Satan can't be all that smart if he has Rick Perry doing his PR.

"If you don't want to think there's forces of darkness and spiritual forces at work that's your call," Perry told his interviewer. He noted:

My Christian faith teaches me that. The idea that you believe that Satan could be involved in every act and decision in the world, it's not out of the ordinary for those of us of the Christian faith, and if he's trying to keep people out of the public arena any way he can by hook or crook or lying or whatever you wanna put out there. I believe he's certainly capable of that. That's my belief and I don't apologize for it.

Perry has too many other things he needs to apologize for. But his misdirection call is, "Hey look, Bub, it's Beelzebub." Nobody's ever asked him to abandon his faith. What's annoying and destructive is when he tries to force his faith into the institutions of government because he thinks it's what best for Texas and the rest of the country.
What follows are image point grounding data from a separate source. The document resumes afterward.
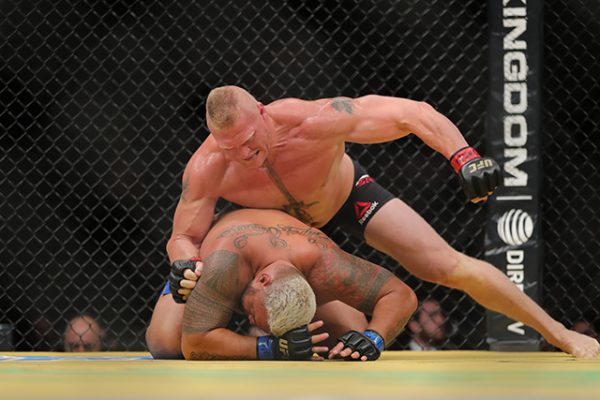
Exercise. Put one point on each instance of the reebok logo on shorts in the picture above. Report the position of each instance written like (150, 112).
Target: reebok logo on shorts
(364, 209)
(363, 180)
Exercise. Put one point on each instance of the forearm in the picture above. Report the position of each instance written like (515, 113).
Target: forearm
(182, 247)
(391, 314)
(218, 344)
(438, 132)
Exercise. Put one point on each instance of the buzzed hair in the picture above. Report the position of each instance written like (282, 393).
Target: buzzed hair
(222, 106)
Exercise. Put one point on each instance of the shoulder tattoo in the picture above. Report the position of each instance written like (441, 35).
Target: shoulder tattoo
(356, 279)
(343, 104)
(274, 234)
(216, 294)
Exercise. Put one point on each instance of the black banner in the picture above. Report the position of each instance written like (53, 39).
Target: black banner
(513, 240)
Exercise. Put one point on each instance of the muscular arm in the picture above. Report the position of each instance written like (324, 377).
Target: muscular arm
(366, 287)
(377, 119)
(195, 209)
(209, 309)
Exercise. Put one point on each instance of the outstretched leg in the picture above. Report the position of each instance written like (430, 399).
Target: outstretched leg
(400, 232)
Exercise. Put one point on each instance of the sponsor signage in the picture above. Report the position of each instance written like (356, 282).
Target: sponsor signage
(513, 235)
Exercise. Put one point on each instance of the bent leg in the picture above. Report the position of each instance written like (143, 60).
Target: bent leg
(339, 318)
(163, 336)
(400, 232)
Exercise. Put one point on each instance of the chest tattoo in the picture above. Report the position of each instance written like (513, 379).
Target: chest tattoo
(298, 209)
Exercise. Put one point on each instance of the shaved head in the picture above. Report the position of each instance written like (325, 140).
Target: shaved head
(224, 105)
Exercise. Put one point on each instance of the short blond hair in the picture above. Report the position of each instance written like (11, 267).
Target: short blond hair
(290, 302)
(222, 106)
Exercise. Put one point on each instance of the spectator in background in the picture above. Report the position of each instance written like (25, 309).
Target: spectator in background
(427, 327)
(83, 333)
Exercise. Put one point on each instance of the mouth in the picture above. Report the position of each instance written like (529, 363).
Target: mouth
(252, 156)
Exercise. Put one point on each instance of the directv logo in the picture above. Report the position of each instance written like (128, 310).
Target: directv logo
(515, 227)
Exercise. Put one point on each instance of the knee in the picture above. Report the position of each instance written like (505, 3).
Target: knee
(445, 269)
(163, 344)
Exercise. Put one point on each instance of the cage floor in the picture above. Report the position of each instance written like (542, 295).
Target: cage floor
(397, 375)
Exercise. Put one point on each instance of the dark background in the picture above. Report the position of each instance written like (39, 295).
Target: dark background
(102, 103)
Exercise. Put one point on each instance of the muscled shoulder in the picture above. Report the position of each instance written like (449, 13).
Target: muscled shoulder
(204, 171)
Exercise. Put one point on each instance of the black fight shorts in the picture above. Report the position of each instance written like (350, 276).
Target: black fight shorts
(366, 198)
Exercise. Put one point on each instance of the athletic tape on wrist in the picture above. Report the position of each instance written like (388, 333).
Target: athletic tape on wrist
(376, 338)
(264, 348)
(462, 156)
It's easy to figure out what his opinion on that idea would be if we had a Jewish or Muslim governor. Perry's not talking about people of faith, he's referring to people of his Christian religion, and he thinks the law is virtually persecuting Christians and keeping them from practicing their religion in the U.S.

"When there's a directive that comes down from a federal court that says you can't pray at a public event," he explained, "that's basically saying people of faith should not be involved in the public arena. There's case after case where folks have been pushed back on from standpoint of being engaged in prayer."

Those of us who believe in the separation of church and state will continue to hope that the court will keep prayer away from public institutions. If you are Jewish or Muslim or Hindu and pay taxes, why would you want to pay for buildings and public venues where Christians pray and you don't? Perry is no different than other Christian evangelicals and wants his belief system adopted by, not just all Americans, but the entire world. At a political event in San Antonio several years ago, he was asked by a Jewish reporter about the pastor's claim from the pulpit that anyone who didn't believe in Jesus Christ as their savior was "bound to burn in hell." Perry, less than subtle, let the Jewish journalist know he didn't have much of a future.

"I believe that no one goes to heaven unless they have Jesus Christ as their savior," he said.

That same Jewish reporter and I had traveled on many presidential and gubernatorial campaigns together and I always winced when we were in taxpayer-funded buildings, like schools, and he had to tolerate Christian invocations before he then tolerated the political rally.

Perry, like many others who are religiously intolerant of different belief systems, constantly refers to America's Founding Fathers as his argument for prayer in schools and public places, oblivious, of course, to the sentiments of Thomas Jefferson. In his letter to the Danbury Baptists of Connecticut, who complained to the president that they were not being allowed to practice their brand of Christianity, Jefferson made clear that faith and government ought not ever be wed, and he cast the phrase that has guided our country on this matter for more than two centuries.

'I contemplate with sovereign reverence," Jefferson wrote, "that act of the whole American people which declared that their legislature should 'make no law respecting an establishment of religion, or prohibiting the free exercise thereof,' thus building a wall of separation between Church & State."

The line is hardly subject to misinterpretation but it suffers an abundance of distortions. Both the Constitution and one of its designers wanted to prevent the government from doing anything that promotes any religion, and praying, especially organized prayer, in a public institution, or at a high school football game, or before convening a legislative body in a taxpayer funded capitol, is offering sustenance to a belief system that is not held by everyone who submits to the tax laws. It is, therefore, wrong.

But it's possible I forgot to sign off my computer and Satan wrote this while I was runnin' around sinnin' somewhere.